Finding Fishzilla



It’s like a scene from a horror flick: A man, fishing on the shore of a quiet lake, notices a large shadow lingering in the murky depths below. He leans in to get a closer look... Suddenly, a scaly, sharp-toothed creature launches out of the water into the mud, slithering forward on spiny fins. The man screams in terror and stumbles back into the fog. All goes black; Fishzilla strikes again.

All right, so perhaps that’s an exaggeration.

Although the northern snakehead fish — named for its long, thin body and rows of needlelike teeth — hasn’t been known to take down a human (yet), its invasive habits and lack of natural predators certainly pose a threat for aquatic critters everywhere. And right now, the waters surrounding the Hudson are at risk.

“Last summer, a fisherman on Catlin Creek [in the Town of Wawayanda] caught some snakeheads,” says Mike Flaherty, regional fisheries manager of New York’s Department of Environmental Conservation. The DEC treated the area with rotenone, a natural pesticide extracted from the roots of tropical plants — but some of the fish survived.

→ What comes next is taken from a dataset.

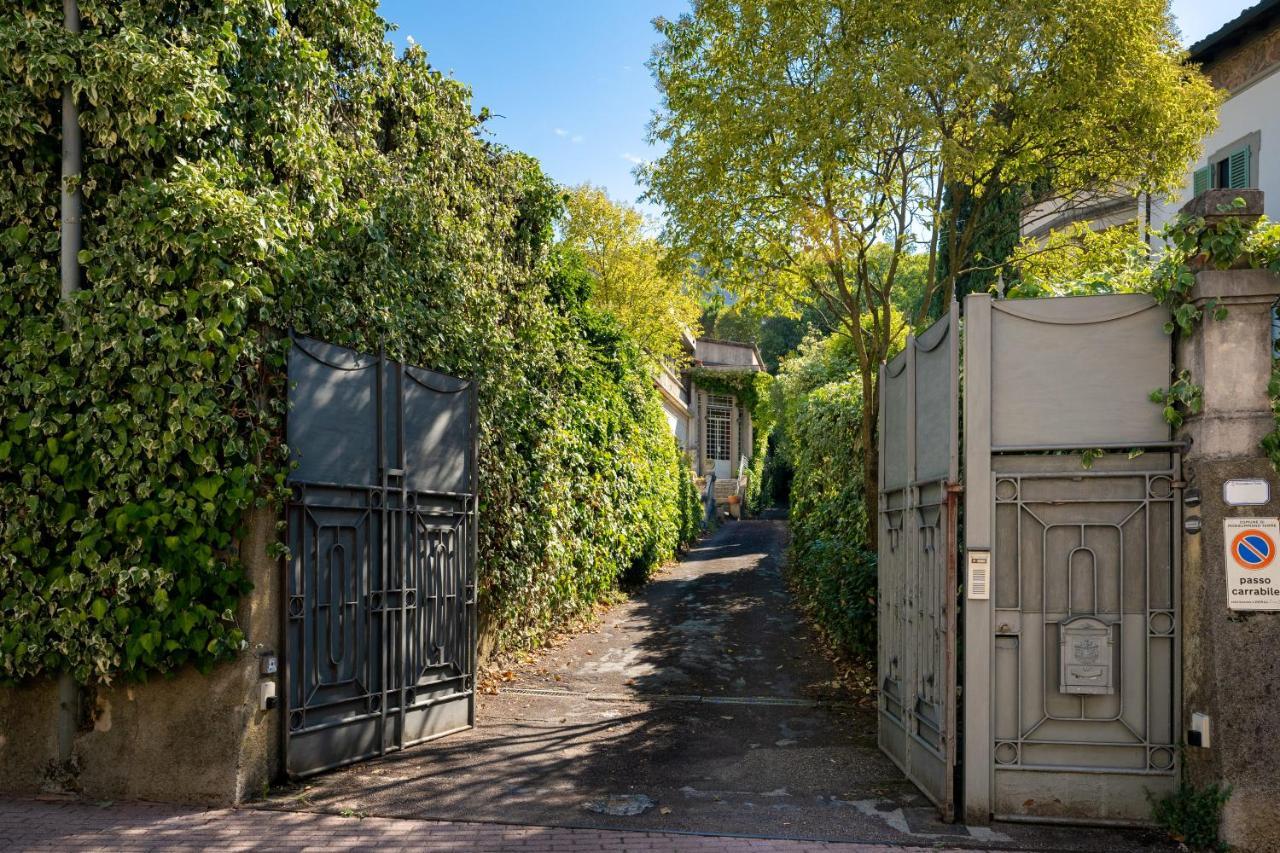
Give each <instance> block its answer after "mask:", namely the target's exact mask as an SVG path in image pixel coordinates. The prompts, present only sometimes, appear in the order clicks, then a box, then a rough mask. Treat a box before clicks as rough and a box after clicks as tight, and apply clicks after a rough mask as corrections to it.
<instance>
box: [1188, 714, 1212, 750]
mask: <svg viewBox="0 0 1280 853" xmlns="http://www.w3.org/2000/svg"><path fill="white" fill-rule="evenodd" d="M1187 745H1188V747H1199V748H1202V749H1208V747H1210V719H1208V715H1207V713H1201V712H1199V711H1193V712H1192V727H1190V729H1189V730H1188V731H1187Z"/></svg>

Because Catlin Creek connects to larger bodies of water (which eventually lead to the Hudson), there’s a chance the snakeheads could severely affect the Valley’s ecosystems. Native to Asia and dubbed “Fishzilla” due to its aggressive nature, adult snakeheads are capable of growing up to three feet long and weighing 15 pounds — “approximately the size of a small cat,” Flaherty says. The monster fish, which was most likely transported to the States as part of the food market, feeds on minnows, frogs, and even small mammals. Aided by the ability to travel and survive on land for almost four days, this fearsome fish makes Jaws look like a house pet.

But for frightened guppies in Orange County waterways, there’s hope: This fall, the DEC is teaming up with the U.S. Fish and Wildlife Service to spritz the area surrounding Catlin Creek with another round of rotenone. This time, they aren’t taking any chances. “We’ll use these amphibious vehicles called Marshmasters,” says Flaherty. “They’re kind of like mini-tanks.”

But is a tank enough to halt Fishzilla?

They may be tough, Flaherty says. “But we won’t stop looking for them.”